Elle fait parler d’elle, Christine Angot. Cet automne, elle publiait L’inceste , variation sur le thème qui hante et travaille son œuvre. Une œuvre fort dérangeante, en partie parce qu’elle tourne autour du Sujet Angot (titre du roman précédent). Les neuf livres que Christine Angot a publiés parlent exclusivement d’elle, de sa vie, de sa fille, des siens, des gens qu’elle croise. Côtoyer Christine Angot, c’est risquer une entrée involontaire en littérature. Avant de publier L’inceste , elle a consulté un avocat. Ainsi a-t-elle changé les noms, mais pas l’histoire. « Être incapable d’inventer n’est pas de l’impuissance, c’est un principe », précise-t-elle. Donnée essentielle pour saisir la démarche. On risque toutefois d’être saisi avant. Parce qu’elle est saisissante, l’écriture de Christine Angot.
Le livre commence avec une aventure homosexuelle que Christine Angot raconte à la manière d’Hervé Guibert dans Lettre à un ami qui ne m’a pas sauvé la vie . Elle écrit : « J’ai été homosexuelle pendant trois mois. Plus exactement, trois mois, j’ai cru que j’y étais condamnée. » Cette stupeur passionnelle s’étend sur des pages et des pages. On cherche où est le rapport avec le titre. On découvre alors qu’on est comme tout le monde : on veut savoir. Un point pour l’auteure. Qui file vers la folie, veut se faire interner. Vers la moitié du livre, le propos commence à s’accrocher au titre. Tout fait sens. On finit par savoir ce que traduit L’inceste .
Pour lire Christine Angot, il faut accepter l’inconfort, l’agacement des redites, des obsessions, sa façon de ronger un os comme un chien, animal auquel elle se compare souvent dans L’inceste . Qu’on se le dise : Christine Angot ne joue pas.
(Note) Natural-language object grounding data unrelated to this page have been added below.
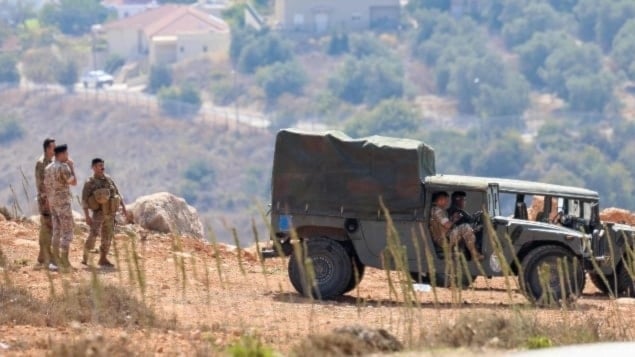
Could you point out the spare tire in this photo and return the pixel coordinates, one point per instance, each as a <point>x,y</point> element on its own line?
<point>321,269</point>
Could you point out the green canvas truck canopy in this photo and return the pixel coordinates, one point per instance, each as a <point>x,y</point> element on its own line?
<point>329,173</point>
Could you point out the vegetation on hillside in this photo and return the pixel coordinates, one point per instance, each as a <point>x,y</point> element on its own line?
<point>538,89</point>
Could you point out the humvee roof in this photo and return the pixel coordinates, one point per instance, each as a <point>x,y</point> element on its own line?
<point>514,186</point>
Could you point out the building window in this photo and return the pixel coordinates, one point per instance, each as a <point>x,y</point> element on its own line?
<point>298,20</point>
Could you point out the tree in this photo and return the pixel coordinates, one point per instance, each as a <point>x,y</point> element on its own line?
<point>368,80</point>
<point>74,17</point>
<point>392,117</point>
<point>338,44</point>
<point>590,92</point>
<point>533,53</point>
<point>263,49</point>
<point>281,78</point>
<point>67,75</point>
<point>10,129</point>
<point>160,76</point>
<point>536,17</point>
<point>612,15</point>
<point>179,102</point>
<point>9,69</point>
<point>624,48</point>
<point>569,61</point>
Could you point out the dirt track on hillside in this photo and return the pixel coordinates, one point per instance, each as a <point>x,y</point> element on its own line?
<point>216,309</point>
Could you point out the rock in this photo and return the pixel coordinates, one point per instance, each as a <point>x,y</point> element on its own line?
<point>166,213</point>
<point>625,301</point>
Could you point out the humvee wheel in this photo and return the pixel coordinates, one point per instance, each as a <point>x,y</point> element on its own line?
<point>542,271</point>
<point>358,274</point>
<point>625,283</point>
<point>329,273</point>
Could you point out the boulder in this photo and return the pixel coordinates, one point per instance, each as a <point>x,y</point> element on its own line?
<point>166,213</point>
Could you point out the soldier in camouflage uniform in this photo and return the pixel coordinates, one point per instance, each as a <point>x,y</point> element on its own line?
<point>444,230</point>
<point>103,217</point>
<point>58,177</point>
<point>45,257</point>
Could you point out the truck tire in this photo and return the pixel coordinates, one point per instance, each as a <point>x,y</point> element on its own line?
<point>547,256</point>
<point>625,283</point>
<point>358,268</point>
<point>332,269</point>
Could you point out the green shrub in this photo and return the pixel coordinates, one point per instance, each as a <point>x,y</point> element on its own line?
<point>160,76</point>
<point>10,129</point>
<point>9,69</point>
<point>113,63</point>
<point>281,78</point>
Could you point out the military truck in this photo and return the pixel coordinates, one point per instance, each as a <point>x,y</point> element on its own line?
<point>339,204</point>
<point>611,267</point>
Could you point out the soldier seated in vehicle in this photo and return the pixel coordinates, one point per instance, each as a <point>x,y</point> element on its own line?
<point>450,231</point>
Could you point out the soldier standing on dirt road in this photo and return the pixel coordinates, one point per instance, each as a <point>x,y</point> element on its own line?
<point>45,257</point>
<point>100,195</point>
<point>58,177</point>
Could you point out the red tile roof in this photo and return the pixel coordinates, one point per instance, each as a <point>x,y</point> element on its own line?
<point>171,20</point>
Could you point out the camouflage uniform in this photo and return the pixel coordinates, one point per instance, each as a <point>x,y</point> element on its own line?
<point>46,224</point>
<point>58,193</point>
<point>103,219</point>
<point>440,234</point>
Elle fait partie des écrivains dont la vie, une fois mise en forme, devient littérature. Ça ne plaît pas à tous, mais ce n’est pas l’effet recherché. Avec L’inceste , Christine Angot affirme son rapport viscéral aux mots. Son livre est inclassable, au bord de la mort et parfaitement vivant, presque vainqueur.